Reading the first panel description at Puente’s symposium, I was concerned that the whole allocated time for this Conversation would be spent reviewing the basics, as the room came to a collective understanding of why we were having The Conversation at all. To an extent, it was. But, as a group, we moved forward as best as we could. As Ted Little said in his opening address at the symposium, “For as long as the neoliberal myth has been under construction, community-engaged artists have been dedicated to representation for and by the marginalized, countering the isolation of the individual, and providing a voice in defense of the Common Good.” The Conversation during that first panel as well as the rest of the programming did succeed in provoking new questions and creating a framework for artists to share their current challenges and successes. In the panel “Training: The Performer in a Multicultural Society,” Majdi Bou-Matar, Krystal Cook, Janis Dunning, and the audience had a heated but productive Conversation about the lack of cultural diversity in theatrical training institutions and the Eurocentric foundations upon which these institutions operate.
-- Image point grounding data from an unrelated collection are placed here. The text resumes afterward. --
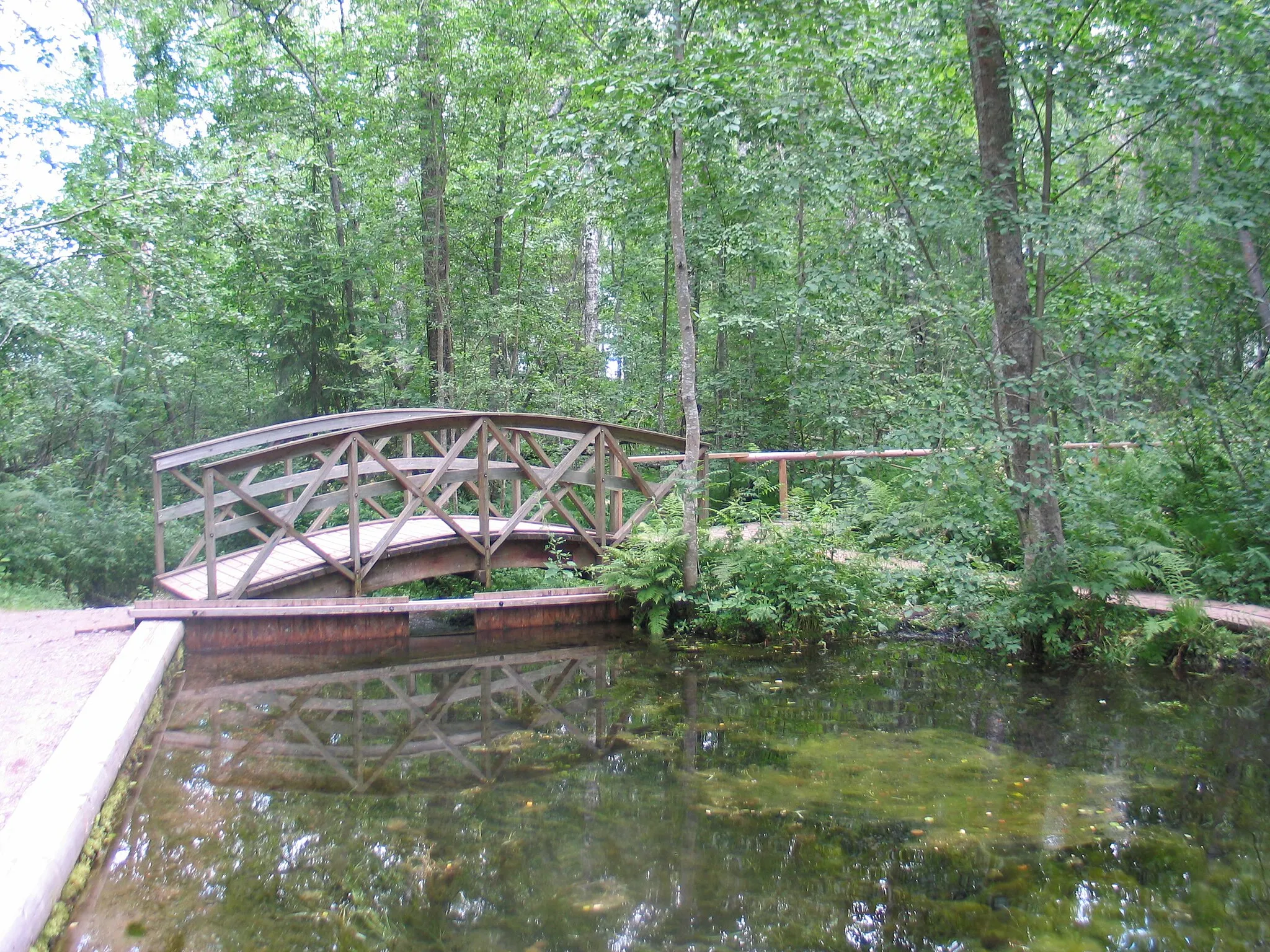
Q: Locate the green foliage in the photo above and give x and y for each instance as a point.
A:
(783, 583)
(789, 583)
(649, 569)
(16, 596)
(94, 549)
Theatre SKAM presented the tremendous one-man show Cariboo Buckaroo, which Matthew Payne devised in close cooperation with members of British Columbia’s Cariboo-Chilcotin community. The performance was followed by an uplifting Conversation about how to construct meaningful intercultural partnerships. During the panel “The Importance of Partnership and Collaboration,” Diane Roberts of urban ink and Valerie Wong of Visceral Visions described a forthcoming project between their companies and the Vancouver Playhouse, an inspiring example of horizontal collaboration between artistic groups with different levels of economic clout.
The Vancouver Playhouse, however, announced in March that it would be forced to shut down. The fact that one of the country’s largest and oldest regional theatres has closed is simultaneously sad and symptomatic of the need for the Canadian theatre industry to critically reexamine its modes of operation. Arts funding and ticket sales are low; reflexivity should be high. The industry must ensure it is truly relevant to contemporary Canadian society in all its diverse colour and character, both as a matter of social justice and as the key to the industry’s survival. We need to continue to have Conversations and take action inspired by our discussions. But we must remember the importance of contemplation before we sit down for conversation. Working to build a Canadian theatre that reflects Canadian society will enrich our collective practice and restore popular faith in the art as a necessary and vital part of civic society.